Sur le plan international, les circonstances, il est vrai, s’y prêtent particulièrement. La guerre menace en Ukraine, aux frontières même de l’Union européenne. François Hollande bataille de son mieux aux côtés d’Angela Merkel pour tenter de trouver une issue honorable avec l’hypernationaliste Vladimir Poutine. A Bruxelles, la France jouera un rôle décisif dans la crise grecque. Si elle parvient à faire accepter une solution raisonnable (un assouplissement de la dette), ce sera peut-être, enfin, le moment d’enclencher la relance de la croissance. Au Moyen-Orient, dans le Sahel, la France tient sa place. Les calembredaines des déclinistes, qui la voyaient déjà sortie de l’histoire et promise à l’effacement, n’ont jamais semblé aussi sottes. François Hollande mène une politique étrangère non pas infaillible, non pas irrésistible mais cohérente, active et perceptible.

Sur le plan intérieur, les choses vont évidemment beaucoup moins bien.
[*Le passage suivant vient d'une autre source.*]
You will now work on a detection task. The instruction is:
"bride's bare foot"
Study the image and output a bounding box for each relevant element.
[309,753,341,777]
Les élections départementales de mars vont être un désastre pour la gauche, stupidement éparpillée. Les élections régionales risquent elles aussi de tourner au fiasco. Quant au congrès socialiste, il s’annonce comme un festival d’égoïsmes mesquins et de dénis absurdes de la situation économique. Le socle électoral de François Hollande reste exigu et son parti tient plus du fardeau que de l’atout. Tout va dépendre cependant beaucoup plus de la lente et progressive reprise de la croissance et de ses effets sur l’emploi. C’est naturellement à cette aune-là que les Français jugeront comme toujours leur président. Les élections se jouent à 80% sur le terrain économique et social, à 20% sur le terrain politique. François Hollande a des adversaires politiques résistibles, soit en raison de leur faiblesse (Sarkozy, Mélenchon, Duflot), soit en raison de leur force (Marine Le Pen et ses séides). Osera-t-il, parviendra-t-il à accélérer la modernisation de l’économie ou la laissera-t-il continuer à s’enliser dans son décor archaïque ? Ce sera-t-il réunifié en vain ou pas ? La forme finale de la loi Macron et celle de la future et trop tardive loi sur le dialogue social fourniront les premiers éléments de réponse.